On the northern Mediterranean coast of Spain lies Barcelona, set on a plain rising gently from the sea to a range of wooded hills.
Barcelona inspires many thoughts: the famous Las Ramblas shopping district; its wonderful museums; its seaside location; or sporting credentials. But one thing it has unique to the city is the world-renowned, flamboyant architecture of Antoni Gaudí.
Gaudí’s architecture is admired the world over as being one of the most unique and distinctive architectural styles. You’ll notice that his work was heavily influenced by various forms of nature, rather than other architects, and that’s what made him so different.
Gaudi’s work has greatly influenced the face of Barcelona architecture and you’ll see stunning examples all around the city centre. A visit to Gaudi’s visual and colourful Guell Park and the remarkable La Sagrada Familia is a must.
Primary influences for his creativity are reflected in the use of the naturally curved construction stones, twisted iron sculptures, organic-like shapes, and colour – all of which are characteristic traits of Gaudí’s architecture.
Barcelona is Spain’s second largest city and steeped in a rich history.
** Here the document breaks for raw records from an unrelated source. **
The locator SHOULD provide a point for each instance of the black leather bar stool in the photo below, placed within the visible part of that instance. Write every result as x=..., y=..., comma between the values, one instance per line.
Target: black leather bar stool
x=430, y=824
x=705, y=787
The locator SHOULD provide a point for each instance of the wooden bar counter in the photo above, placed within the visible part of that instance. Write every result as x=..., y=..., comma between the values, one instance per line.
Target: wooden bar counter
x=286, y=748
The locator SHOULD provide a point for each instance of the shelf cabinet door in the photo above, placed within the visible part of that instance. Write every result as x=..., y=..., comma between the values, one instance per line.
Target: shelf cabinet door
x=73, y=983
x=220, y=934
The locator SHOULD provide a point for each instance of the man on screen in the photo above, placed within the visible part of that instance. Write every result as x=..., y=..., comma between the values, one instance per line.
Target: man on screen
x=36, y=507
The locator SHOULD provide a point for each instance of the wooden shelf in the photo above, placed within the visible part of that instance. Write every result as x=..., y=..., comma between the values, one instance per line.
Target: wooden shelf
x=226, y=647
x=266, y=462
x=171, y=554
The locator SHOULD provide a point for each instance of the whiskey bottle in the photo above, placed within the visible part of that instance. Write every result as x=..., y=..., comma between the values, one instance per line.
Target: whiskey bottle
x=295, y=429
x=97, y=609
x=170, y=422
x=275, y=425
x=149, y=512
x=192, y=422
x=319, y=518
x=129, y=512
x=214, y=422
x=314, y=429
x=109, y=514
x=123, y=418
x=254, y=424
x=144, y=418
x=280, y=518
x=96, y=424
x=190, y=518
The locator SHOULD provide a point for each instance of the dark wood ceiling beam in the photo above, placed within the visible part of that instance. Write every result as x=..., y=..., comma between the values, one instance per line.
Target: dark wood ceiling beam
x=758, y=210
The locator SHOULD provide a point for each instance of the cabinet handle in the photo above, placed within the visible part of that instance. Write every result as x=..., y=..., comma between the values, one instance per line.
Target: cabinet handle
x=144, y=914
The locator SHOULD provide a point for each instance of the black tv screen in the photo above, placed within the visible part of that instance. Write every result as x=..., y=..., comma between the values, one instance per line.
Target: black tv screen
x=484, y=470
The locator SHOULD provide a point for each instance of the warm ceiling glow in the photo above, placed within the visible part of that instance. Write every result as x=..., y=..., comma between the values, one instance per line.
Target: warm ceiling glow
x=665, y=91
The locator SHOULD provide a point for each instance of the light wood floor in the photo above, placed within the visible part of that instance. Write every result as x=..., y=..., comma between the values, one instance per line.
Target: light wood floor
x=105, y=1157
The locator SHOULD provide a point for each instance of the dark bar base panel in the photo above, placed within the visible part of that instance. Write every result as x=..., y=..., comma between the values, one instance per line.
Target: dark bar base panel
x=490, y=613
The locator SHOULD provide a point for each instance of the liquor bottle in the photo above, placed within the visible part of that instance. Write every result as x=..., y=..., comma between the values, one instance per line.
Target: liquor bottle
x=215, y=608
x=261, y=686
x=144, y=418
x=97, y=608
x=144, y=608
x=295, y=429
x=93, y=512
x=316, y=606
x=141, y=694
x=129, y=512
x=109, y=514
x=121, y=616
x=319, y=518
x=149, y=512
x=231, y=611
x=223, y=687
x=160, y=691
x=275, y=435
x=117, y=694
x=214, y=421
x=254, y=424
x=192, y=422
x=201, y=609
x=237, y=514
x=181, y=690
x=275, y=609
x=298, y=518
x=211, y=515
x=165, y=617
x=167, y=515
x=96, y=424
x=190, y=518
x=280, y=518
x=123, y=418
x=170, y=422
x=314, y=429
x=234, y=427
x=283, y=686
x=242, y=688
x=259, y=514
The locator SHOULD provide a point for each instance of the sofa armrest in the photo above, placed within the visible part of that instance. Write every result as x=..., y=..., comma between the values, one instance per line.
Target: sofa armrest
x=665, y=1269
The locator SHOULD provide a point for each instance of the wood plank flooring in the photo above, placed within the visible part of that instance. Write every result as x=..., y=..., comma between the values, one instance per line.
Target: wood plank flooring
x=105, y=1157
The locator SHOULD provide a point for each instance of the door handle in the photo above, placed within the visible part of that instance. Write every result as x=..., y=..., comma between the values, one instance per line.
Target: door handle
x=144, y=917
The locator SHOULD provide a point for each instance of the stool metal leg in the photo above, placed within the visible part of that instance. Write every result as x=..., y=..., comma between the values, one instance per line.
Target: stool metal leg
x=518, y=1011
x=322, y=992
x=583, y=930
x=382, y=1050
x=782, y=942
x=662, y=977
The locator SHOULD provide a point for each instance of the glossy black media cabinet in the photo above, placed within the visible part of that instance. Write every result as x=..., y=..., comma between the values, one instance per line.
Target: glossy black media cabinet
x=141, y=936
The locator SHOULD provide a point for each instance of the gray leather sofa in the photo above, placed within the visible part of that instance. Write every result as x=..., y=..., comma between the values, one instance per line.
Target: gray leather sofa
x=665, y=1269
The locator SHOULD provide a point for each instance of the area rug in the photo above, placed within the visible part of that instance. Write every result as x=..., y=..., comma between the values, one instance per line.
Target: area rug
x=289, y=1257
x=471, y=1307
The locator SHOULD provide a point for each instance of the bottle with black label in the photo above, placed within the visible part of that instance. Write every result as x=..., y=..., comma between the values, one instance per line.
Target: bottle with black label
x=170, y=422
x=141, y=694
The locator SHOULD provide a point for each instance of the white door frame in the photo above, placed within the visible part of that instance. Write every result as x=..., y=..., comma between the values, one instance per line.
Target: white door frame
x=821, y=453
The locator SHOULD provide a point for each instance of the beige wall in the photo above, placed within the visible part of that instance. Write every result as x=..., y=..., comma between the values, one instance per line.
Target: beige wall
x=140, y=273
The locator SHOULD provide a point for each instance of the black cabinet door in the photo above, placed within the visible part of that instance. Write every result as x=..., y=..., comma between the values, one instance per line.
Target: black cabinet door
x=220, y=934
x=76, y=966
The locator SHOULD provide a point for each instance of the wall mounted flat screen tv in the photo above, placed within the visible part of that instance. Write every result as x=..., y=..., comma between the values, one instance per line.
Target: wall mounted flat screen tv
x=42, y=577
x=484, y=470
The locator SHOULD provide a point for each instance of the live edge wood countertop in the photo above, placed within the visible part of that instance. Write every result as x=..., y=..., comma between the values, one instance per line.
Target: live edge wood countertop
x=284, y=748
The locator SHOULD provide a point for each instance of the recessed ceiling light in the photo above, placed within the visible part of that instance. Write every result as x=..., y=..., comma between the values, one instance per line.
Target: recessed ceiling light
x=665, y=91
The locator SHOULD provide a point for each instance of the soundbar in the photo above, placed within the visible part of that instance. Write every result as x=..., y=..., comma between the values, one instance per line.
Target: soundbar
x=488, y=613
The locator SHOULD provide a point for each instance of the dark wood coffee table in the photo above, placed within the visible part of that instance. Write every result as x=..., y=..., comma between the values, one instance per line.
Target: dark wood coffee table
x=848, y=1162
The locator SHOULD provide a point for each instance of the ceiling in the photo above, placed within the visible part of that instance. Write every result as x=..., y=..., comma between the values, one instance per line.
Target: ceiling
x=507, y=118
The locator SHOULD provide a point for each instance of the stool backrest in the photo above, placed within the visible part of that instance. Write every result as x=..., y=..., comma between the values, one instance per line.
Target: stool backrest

It’s the capital of the autonomous community of Catalonia, the fiercely independent ‘nation’ within Spain which has its own language, flag and customs, and a total population of around 7.5 million people. The locals are very friendly and will make you feel welcome to the city.
Nowadays comprising four provinces (Barcelona, Girona, Lleida and Tarragona), and bordering France and Andorra to the north and the Mediterranean Sea to the east, ‘Catalonia’ was first mentioned historically in the 11th century, and at that time also included an area now part of southern France. The people of Barcelona proudly uphold Catalonia’s traditions and, indeed, the first language in Barcelona is Catalan rather than Spanish.
A holiday to this most interesting part of Spain could also include a panoramic coach tour of Barcelona and a guided walking tour of the old town; as well as excursions to the Benedictine monastery of Montserrat, the symbolic heart of Catalonia, and for those who appreciate the surrealist art movement, visit Figueres, the home town of Salvador Dalí.
Topped off with its own beaches, Barcelona really has it all for those who are looking for more than just a sunny holiday.